5. A composition according to any one of claims 1-4, in which the inorganic nitrate-containing oxidation agent is an alkali or alkaline earth metal nitrate.

6. A composition according to claim 5, in which the alkali metal nitrate oxidation agent is potassium nitrate.

7. A composition according to any one of claims 1-6, which further comprises an additive selected from the group consisting of binder materials, coloring agents, gelatinizing agents, illuminating agents, and explosive enhancing agents.

8. A composition according to claim 7, wherein said binder material is present in an amount sufficient to enable the composition to sustain its shape when compressed.

9. A composition according to claim 8, in which the binder material is starch.

10. A method of making an explosive and propellant composition of ascorbic acid having a particle size of about 10 microns or less and a nitrate-containing oxidation agent having a particle size of about 10 microns or less, comprising forming a homogeneous admixture of the two ingredients in particulate form.

11. A method according to claim 10, in which the ascorbic acid and nitrate-containing oxidation agent are employed in a weight ratio between 10:90 and 50:50.

12. A method according to claim 10 or 11, in which the ascorbic acid and nitrate-containing oxidation agent are employed in a weight ratio between 20:80 and 45:55.

13. A method according to claim 10, in which the nitrate-containing oxidation agent is an inorganic nitrate.

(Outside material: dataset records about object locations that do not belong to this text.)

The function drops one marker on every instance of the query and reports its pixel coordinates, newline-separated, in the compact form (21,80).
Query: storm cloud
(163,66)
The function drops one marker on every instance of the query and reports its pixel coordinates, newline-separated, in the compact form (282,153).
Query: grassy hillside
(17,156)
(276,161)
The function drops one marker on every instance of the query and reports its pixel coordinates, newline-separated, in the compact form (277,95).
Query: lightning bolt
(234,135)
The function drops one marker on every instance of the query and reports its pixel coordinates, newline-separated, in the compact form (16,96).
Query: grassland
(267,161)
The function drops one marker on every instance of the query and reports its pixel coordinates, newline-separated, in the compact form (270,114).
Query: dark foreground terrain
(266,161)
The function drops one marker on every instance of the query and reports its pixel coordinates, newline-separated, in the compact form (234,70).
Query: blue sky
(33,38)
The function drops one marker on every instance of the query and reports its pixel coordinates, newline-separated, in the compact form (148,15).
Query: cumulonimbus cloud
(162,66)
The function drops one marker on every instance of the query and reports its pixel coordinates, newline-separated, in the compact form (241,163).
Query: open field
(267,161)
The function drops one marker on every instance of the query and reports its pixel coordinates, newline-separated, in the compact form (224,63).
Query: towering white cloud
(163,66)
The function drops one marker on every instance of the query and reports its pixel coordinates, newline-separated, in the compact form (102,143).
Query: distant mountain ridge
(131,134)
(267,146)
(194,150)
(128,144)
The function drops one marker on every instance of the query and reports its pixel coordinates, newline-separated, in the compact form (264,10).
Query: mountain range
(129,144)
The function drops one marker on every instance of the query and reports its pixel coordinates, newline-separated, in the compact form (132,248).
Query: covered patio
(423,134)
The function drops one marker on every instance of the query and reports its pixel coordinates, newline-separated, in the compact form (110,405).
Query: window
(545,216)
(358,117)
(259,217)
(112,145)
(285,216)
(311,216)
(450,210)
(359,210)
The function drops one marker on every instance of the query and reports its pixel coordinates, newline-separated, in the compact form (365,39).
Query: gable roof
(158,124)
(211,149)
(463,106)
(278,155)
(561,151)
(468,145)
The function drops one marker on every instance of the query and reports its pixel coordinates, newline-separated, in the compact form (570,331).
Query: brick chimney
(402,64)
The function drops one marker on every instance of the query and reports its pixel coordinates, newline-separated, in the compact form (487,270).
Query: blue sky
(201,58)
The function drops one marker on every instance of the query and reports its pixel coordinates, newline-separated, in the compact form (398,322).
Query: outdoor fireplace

14. A method according to claim 10, in which the inorganic nitrate-containing oxidation agent is an alkali or alkaline earth metal nitrate.

15. A method according to claim 14, in which the alkali metal nitrate oxidation agent is potassium nitrate.

16. A method according to claim 10, which further comprises an additive selected from the group consisting of binder material, coloring agents, gelatinizing agents, illuminating agents, and explosive enhancing agents.

17. A method according to claim 16, wherein said binder material is present in an amount sufficient to enable the composition to sustain its shape when compressed.

18. A method according to claim 11, in which the binder material is corn starch.

19. A method according to claim 11, in which the ingredients are dry blended at room temperature.

20. A method according to claim 11, in which the ingredients are blended in an aqueous or organic liquid medium.

21. A consumable cartridge comprising:

(a) a priming means:
(b) projectile means; and (c) a molded cartridge case containing said projectile for use in a firearm, the molded cartridge case containing an explosive and propellant composition of ascorbic acid having a particle size of about 10 microns or less and a nitrate-containing oxidation agent having a particle size of about 10 microns or less.

22. A consumable cartridge according to claim 21, in which the nitrate-containing oxidation agent is an alkali metal nitrate.

23. A consumable cartridge according to claim 22, in which the alkali metal nitrate is potassium nitrate.